L’évangile de Juda n’est
pas plus « faux » (ni plus vrai) que
les quatre évangiles canoniques que nous connaissons :
Matthieu, Marc, Luc et Jean. Ces derniers, comme l’évangile
de Juda – et bien d’autres récits apocryphes :
Thomas, Marie, Jacques,… – sont des « pseudépigraphes ».
C’est-à-dire qu’ils ont été mis
sous la plume d’un auteur qui ne les a pas écrits.
Ce procédé, courant dans l’Antiquité,
ne ressortit pas à notre notion, romantique et/ou
moderne, de « faux ». Plusieurs lettres
de Paul, ne sont pas de lui (parmi plusieurs : Timothée,
Tite, notamment), mais les lettres de Pierre ou de Jean ne
sont non plus de la plume de leur auguste auteur annoncé mais écrites à la
fin du 1er ou au début du 2e siècle.
Les auteurs évangéliques nous
sont inconnus et appartiennent à la deuxième
ou troisième génération de disciples
de Jésus et n’ont pas été témoins
des événements qu’ils relatent. Ils témoignent
d’une foi, d’une expérience communautaire
et font œuvre théologique et non journalistique.
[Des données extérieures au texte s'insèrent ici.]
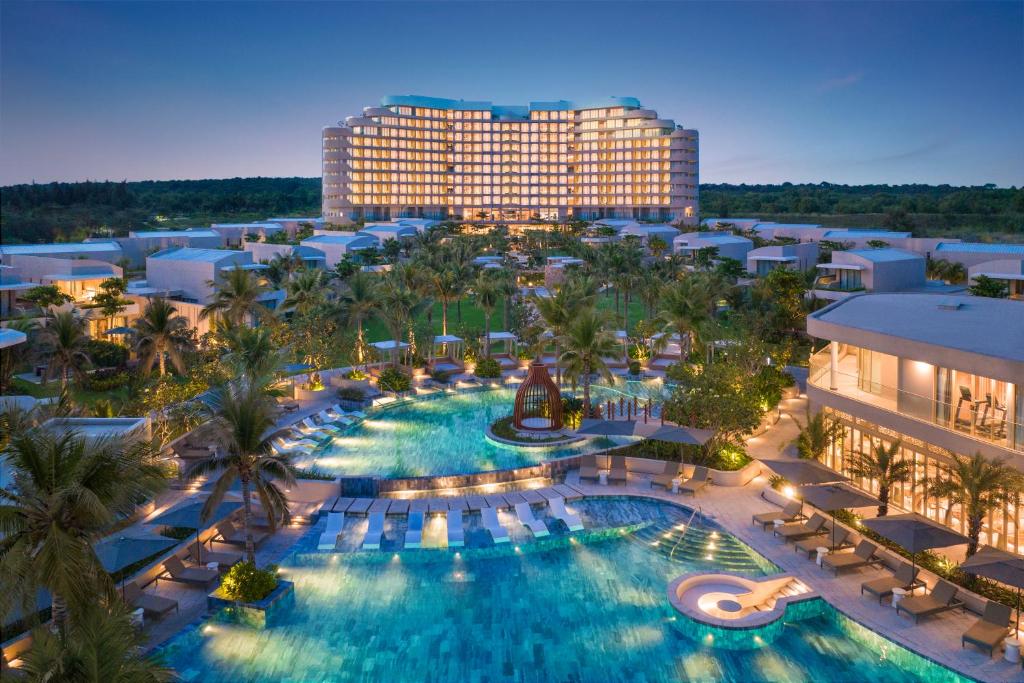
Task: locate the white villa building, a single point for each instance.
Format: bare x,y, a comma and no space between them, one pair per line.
942,374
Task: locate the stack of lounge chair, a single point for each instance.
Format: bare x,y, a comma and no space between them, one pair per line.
942,598
905,577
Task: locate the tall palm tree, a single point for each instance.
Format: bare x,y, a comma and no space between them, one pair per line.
487,296
160,335
686,308
65,338
305,291
67,493
251,352
587,341
816,436
979,485
100,646
884,465
243,413
237,297
358,303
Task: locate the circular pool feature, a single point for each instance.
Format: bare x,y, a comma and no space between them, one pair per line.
446,433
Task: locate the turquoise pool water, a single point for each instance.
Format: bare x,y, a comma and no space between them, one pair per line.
586,611
444,434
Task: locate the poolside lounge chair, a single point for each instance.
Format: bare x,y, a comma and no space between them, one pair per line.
414,535
695,482
825,539
498,532
558,510
154,606
329,539
177,571
526,518
862,556
905,577
375,532
664,479
226,532
990,630
797,530
457,535
224,560
588,467
619,471
792,512
942,598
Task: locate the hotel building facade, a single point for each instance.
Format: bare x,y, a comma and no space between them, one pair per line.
441,159
942,375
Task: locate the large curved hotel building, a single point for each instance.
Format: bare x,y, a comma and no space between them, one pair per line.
435,158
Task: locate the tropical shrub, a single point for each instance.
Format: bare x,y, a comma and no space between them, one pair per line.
392,379
247,583
487,368
107,354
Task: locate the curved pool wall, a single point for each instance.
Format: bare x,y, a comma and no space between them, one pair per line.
445,434
592,610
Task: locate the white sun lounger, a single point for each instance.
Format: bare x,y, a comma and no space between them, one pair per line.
329,539
375,531
527,519
457,535
414,535
557,506
498,532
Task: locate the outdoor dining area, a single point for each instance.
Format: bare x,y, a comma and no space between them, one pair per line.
894,543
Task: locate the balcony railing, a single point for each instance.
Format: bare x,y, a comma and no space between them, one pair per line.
987,420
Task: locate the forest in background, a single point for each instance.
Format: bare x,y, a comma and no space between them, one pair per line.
70,211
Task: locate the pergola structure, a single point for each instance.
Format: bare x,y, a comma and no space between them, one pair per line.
538,402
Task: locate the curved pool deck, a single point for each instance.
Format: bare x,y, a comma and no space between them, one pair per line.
590,610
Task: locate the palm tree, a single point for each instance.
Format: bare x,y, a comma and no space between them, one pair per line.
161,336
816,436
252,352
305,292
587,341
100,646
358,303
64,336
244,414
884,465
979,485
237,297
487,296
67,493
686,308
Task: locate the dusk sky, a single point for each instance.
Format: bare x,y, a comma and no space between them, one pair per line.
851,93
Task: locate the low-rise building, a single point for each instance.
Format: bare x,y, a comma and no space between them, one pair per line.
802,256
941,375
726,244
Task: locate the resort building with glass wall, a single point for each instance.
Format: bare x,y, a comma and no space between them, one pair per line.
943,375
433,158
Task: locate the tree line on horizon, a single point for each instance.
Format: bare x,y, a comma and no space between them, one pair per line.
66,211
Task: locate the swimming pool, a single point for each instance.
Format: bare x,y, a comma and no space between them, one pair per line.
565,611
444,434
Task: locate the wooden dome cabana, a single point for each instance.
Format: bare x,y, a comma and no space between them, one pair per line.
538,402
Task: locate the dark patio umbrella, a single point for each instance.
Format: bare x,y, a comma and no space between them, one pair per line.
1003,566
117,553
833,497
674,433
802,472
189,515
914,532
595,427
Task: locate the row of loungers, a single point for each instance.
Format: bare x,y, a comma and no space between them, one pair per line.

Leurs récits ne sont d’ailleurs pas indemnes
des tensions de diverses communautés (ad intra et
ad extra). Le choix des textes, leur réception canonique
qui s’élabore dans le courant du 2e siècle
mais qui se pose encore à l’ouverture du Concile
de Trente est un processus à la fois théologique
et « politique » (au sens de la gestion
de la « cité » ; je n’ose écrire « de
Dieu » pour éviter l’anachronisme).
Ce choix, cette décantation des textes
en un corpus donné à entendre et à croire,
ne se fixe pas sur le fait que des récits seraient « plus
vrais » que d’autres, mais sur un processus
de réception, de reconnaissance, d’intégration
de communautés et de textes qu’ils portent ou
utilisent. Mais en les disant « vrais »,
les vivant ainsi, ils deviennent « vrais » et
se « vérifient » dans une histoire
humaine.
Même si les textes canoniques sont, souvent,
plus anciens (disons, à la louche de 50 à 130)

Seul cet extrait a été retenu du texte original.